A module is a set of discrete functionality, such as a lock manager, JDBC driver, indexing method etc. A module's interface is typically defined by a set of Java interfaces, e.g. the java.sql interfaces define a interface for a JDBC driver. All callers of a module do so purely through its interface to separate api from implementation. A module's implementation is a set of classes that implement the required behavior and interfaces. Thus a module implementation can change or be replaced with a different implementation without affecting the callers' code.
Modules are either system wide (shared), e.g. error logging, or per-service with a service corresponding to a database, e.g. a lock manager would be a module in a service (database)
This architecture allows different modules to be loaded depending on the environment and in the past also supported different product configurations out of the same code base.
There are four main code areas: JDBC, SQL, Store and Services.
JDBC presents the only api to Derby to applications and consists of implementations of the java.sql and javax.sql classes for JDBC 2.0 and 3.0. Applications use Derby solely through its implementations of the top-level JDBC interfaces (Driver, DataSource, ConnectionPoolDataSource and XADataSource) and the remaining JDBC interfaces. E.g. applications can only use a Derby prepared statement through java.sql.PreparedStatement and not some class specific to Derby with additional methods.
The JDBC layer sits on top of the SQL layer.
The SQL layer is split into two main logical areas, compilation and execution.
SQL compilation is a five step process:
- parse using a parser generated by Javacc, results in a tree of query nodes
- bind to resolve all objects (e.g. table names)
- optimize to determine the best access path
- generation of a Java class (directly to byte code) to represent the statement plan
- loading of the class and creation of an instance to represent that connection's state of the query
The generated statement plan is cached and can be shared by multiple connections. DDL statements (e.g. CREATE TABLE) use a common statement plan to avoid generation of a Java class file.
This implementation was driven by the original goal to have a small footprint. Using the JVM's interepter was thought to be less code than having an internal one. It does mean that the first couple of times the statement plan is executed, it would be interpreted. After a number of executions, the Just-In-Time (JIT) compiler will decide to compile it into native code. Thus, running performance tests will see a boost after a number of iterations. In addition, calling into Java user-supplied methods (functions and procedures) is direct, rather than through reflection.
SQL Execution is calling execute methods on the instance of the generated class that return a result set object. This result set is a Derby ResultSet class, not a JDBC one. The JDBC layer presents the Derby ResultSet as a JDBC one to the application. For a simple table scan the query would consist of a single result set object representing the table scan.
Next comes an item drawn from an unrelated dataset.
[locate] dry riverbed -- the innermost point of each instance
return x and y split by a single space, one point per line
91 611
For a more complex query the top-level result set "hides" a tree of result sets that correspond to the correct query. E.g. a project-restrict result set on top of a join result set that is joining a table scan result set on T1 with a index scan on table T2. DML (INSERT/UPDATE/DELETE) are handled the same way, with a ResultSet that performs all of its work in its open method and returns an update count.
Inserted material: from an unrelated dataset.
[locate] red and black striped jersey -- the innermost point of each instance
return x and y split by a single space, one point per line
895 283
These result set objects interface with the Store layer to fetch rows from tables, indexes or perform sorts.
The Store layer is split into two main areas, access and raw. The access layer presents a conglomerate (table or index)/row based interface to the SQL layer. It handles table scans, index scans, index lookups, indexing, sorting, locking policies, transactions, isolation levels.
The access layer sits on top of the raw store which provides the raw storage of rows in pages in files, transaction logging, transaction management. JCE encryption is plugged in here at the page level. The raw store works with a pluggable file system api that allows the data files to be stored in the Java filesystem, jar files, jar files in the classpath, or any other mechanism.
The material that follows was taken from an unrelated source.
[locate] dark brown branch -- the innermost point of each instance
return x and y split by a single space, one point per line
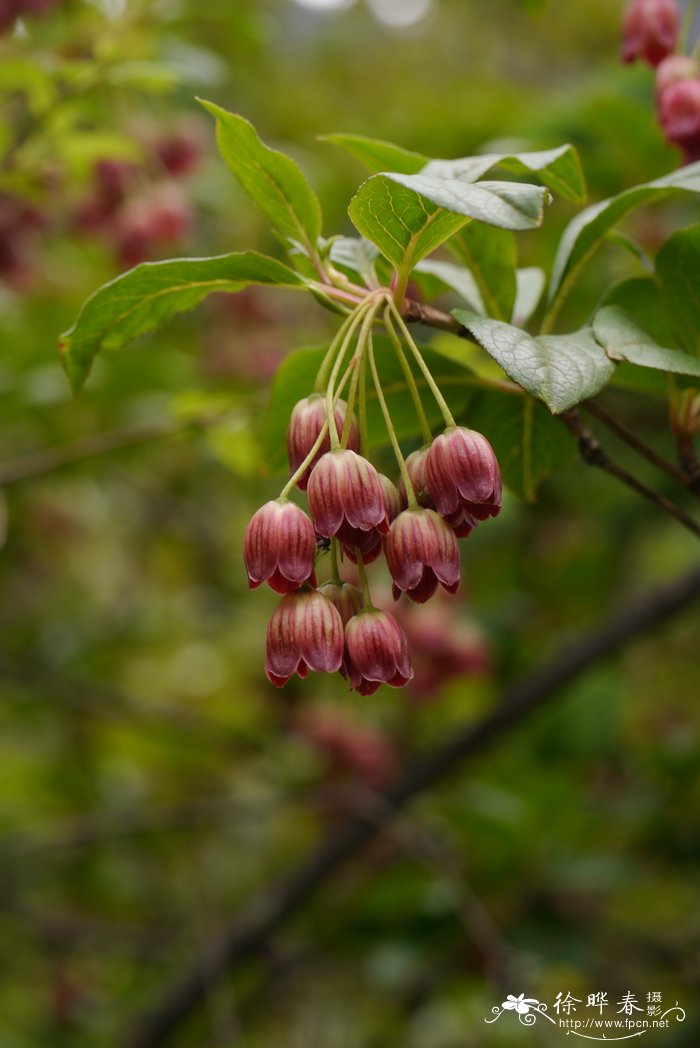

Services are utility modules such as lock management, cache management (single cache module used to cache many different types from pages to string translations), error logging etc.
The services/cache component is a general purpose caching mechanism that simply caches objects that implement the Cacheable interface. It is used by the store for buffer caching, but it is also used to cache compiled plans for SQL statements, open containers and their file descriptors, string conversions, table descriptors and maybe more.
The interface/implementation split ensures that the cache algorithm is not known by the users of the cache and can be changed with affecting them. The currrent algorithm is a "clock or ring" based algorithm.
Last Updated: September 10, 2004